Mike would agree that more often than not our culture wants things to come easy - we almost expect it. However, the things that last in life, like wealth, health, and relationships, still fall back on the foundation of hard work, time, and effort. This is the term we know as earned. “But it's not that we don’t do the right things,” Mike says, “it's that we don’t do the right things long enough.” And this is a word we know as persistence.

A career as an MMA fighter is literally and physically rough, no question. Mike’s secret was his emotional connection to peace within the flames. To him, being thrown into the fire was merely the passenger of his inner tranquility. The human spirit may have become more timid, but the real sadness is our fear to put ourselves out there, usually because our ego keeps growing. His humility aids his continued development. After all, he admits, “There aren’t too many demoralizing moments worse than being knocked out in front of millions of people,” he laughs.

We learn the most about ourselves in similar scenarios. There are not a lot of things in life that will teach you about yourself the same way fitness will. Mike says discovering the things we are afraid of is the only way to genuinely grow. “It's easy to fall into the coasting pattern of things I'm good at, but I can only reach my potential outside of that comfort zone. You have to do the things you don’t want to do,” he conveys. For many of us, just like Mike, we have to push ourselves to the deep, dark, hurt locker in order to reveal those characteristics. Mike says, “The biggest mistake is doing what we want to do instead of what we need to do. Working within the confinement of your comforts means sacrificing the gifts you have been given.”

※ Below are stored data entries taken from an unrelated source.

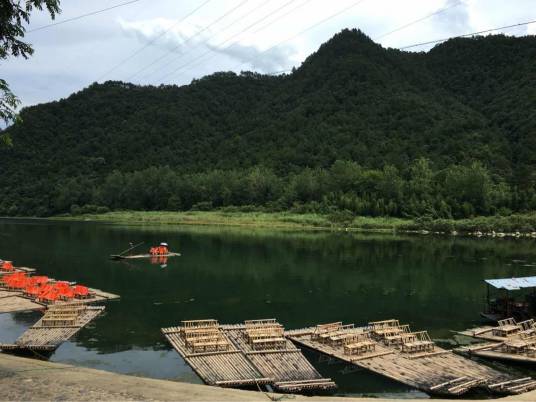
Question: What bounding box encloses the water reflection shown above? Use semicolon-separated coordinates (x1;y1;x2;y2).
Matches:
2;219;536;396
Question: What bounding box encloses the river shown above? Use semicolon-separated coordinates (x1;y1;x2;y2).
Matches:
1;218;536;398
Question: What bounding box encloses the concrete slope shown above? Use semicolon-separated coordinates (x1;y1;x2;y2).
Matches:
0;353;534;401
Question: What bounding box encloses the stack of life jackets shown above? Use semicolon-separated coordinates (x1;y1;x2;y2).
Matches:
150;246;168;255
1;260;14;272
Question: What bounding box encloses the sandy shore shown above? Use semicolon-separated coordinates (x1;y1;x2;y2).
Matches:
1;353;536;401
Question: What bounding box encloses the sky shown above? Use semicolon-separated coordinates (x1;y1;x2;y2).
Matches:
3;0;536;109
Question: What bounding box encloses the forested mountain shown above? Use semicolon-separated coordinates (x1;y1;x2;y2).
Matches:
1;29;535;218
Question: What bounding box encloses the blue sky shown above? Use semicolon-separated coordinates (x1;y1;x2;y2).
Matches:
3;0;535;109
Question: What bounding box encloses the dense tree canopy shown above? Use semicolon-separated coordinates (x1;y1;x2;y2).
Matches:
0;29;535;218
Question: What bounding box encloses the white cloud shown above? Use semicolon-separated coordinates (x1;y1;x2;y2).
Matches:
433;0;471;33
205;42;296;72
117;17;206;53
3;0;535;110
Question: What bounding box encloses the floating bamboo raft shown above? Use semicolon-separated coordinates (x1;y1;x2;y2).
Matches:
0;303;105;353
0;266;36;281
456;326;506;342
162;319;336;393
286;319;536;396
0;287;119;314
222;324;336;392
162;323;270;388
110;252;181;260
456;318;536;366
0;290;44;313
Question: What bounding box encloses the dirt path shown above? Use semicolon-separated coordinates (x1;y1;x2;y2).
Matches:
1;353;535;401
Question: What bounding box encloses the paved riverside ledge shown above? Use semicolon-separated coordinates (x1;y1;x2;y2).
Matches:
1;353;535;401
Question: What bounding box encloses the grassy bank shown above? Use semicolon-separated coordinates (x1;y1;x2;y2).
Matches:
51;210;536;236
53;210;411;230
53;210;409;231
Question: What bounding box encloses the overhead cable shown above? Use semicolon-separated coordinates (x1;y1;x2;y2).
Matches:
127;0;250;81
399;19;536;49
96;0;213;81
27;0;143;33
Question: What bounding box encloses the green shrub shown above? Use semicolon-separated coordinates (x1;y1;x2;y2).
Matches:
328;210;354;226
70;204;81;215
96;206;110;214
191;201;213;211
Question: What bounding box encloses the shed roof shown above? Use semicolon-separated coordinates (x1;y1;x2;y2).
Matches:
485;276;536;290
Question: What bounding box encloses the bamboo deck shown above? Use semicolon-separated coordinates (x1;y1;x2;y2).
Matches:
455;322;536;365
12;267;36;273
0;266;36;278
162;326;271;388
456;342;536;364
456;326;506;342
222;325;335;392
0;290;45;313
0;306;105;352
286;324;536;396
0;266;39;313
162;322;336;393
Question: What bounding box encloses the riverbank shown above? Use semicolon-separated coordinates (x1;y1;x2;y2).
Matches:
53;210;409;231
1;353;535;401
51;210;536;237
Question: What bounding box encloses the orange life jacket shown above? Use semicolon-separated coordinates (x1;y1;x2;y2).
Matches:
2;261;14;271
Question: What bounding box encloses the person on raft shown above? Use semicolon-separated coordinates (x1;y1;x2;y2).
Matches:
150;242;169;255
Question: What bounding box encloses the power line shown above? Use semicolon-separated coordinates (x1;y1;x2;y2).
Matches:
156;0;303;83
96;0;213;81
399;19;536;50
153;0;300;82
232;0;367;73
140;0;275;82
127;0;250;81
374;0;462;40
251;0;314;35
255;11;535;76
27;0;143;33
208;0;275;39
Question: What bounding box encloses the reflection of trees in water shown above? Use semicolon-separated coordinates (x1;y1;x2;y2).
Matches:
10;310;42;326
300;348;417;396
4;221;536;354
76;233;536;352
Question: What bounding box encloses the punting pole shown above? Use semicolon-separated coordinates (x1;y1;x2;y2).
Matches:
118;241;144;256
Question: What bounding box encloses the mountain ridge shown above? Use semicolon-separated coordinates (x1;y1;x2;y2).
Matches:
1;28;535;217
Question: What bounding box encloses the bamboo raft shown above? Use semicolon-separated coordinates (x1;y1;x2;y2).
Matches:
0;303;105;352
0;286;119;314
3;266;36;274
0;290;44;313
456;318;536;365
286;319;536;396
162;319;336;393
110;252;181;260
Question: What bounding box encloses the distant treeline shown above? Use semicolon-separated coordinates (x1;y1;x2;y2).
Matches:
1;30;535;219
3;159;532;219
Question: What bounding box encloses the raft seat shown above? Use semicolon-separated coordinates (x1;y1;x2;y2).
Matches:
344;340;375;355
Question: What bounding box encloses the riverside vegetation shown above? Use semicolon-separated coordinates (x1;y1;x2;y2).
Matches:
1;30;536;233
57;210;536;237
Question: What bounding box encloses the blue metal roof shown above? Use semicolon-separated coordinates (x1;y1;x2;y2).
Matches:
485;276;536;290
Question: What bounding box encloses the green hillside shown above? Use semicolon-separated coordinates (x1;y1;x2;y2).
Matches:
1;29;535;218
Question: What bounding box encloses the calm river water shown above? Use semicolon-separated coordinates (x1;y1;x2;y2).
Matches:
1;218;536;398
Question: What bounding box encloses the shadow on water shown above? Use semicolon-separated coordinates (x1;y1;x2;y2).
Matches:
2;218;536;397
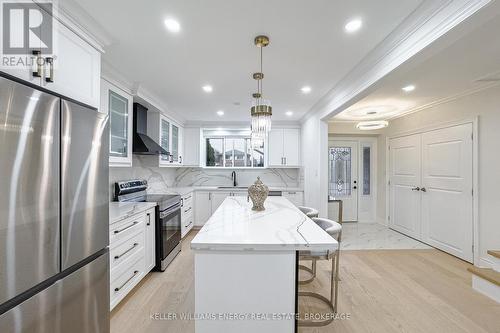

Mike embodies the philosophy of extreme ownership and I can’t help but wonder if the backbone of it all resides in his faith. Mike confesses, “We are never blessed with more than we can handle.” And he admittedly mentions if anything outside of the ring affected his training process, then “that was my

own fault.” Mike understands that in order to enjoy the spoils of a win, to bear the fruits of his labor, and earn the things he wants, he has to be undeniably unafraid. “My heart was designed in that manner,” he says. “I was always meant to run towards the battle.” In my own humble opinion, this is Mike’s way of allowing himself to be proud (of himself). When he is still standing at the end of a fight, head held high, out of breath, exhausted, with a clear conscience, only then is he able to justify the pain and sacrifice hard work requires. There is a difference in pride and ego: I think that term is called integrity.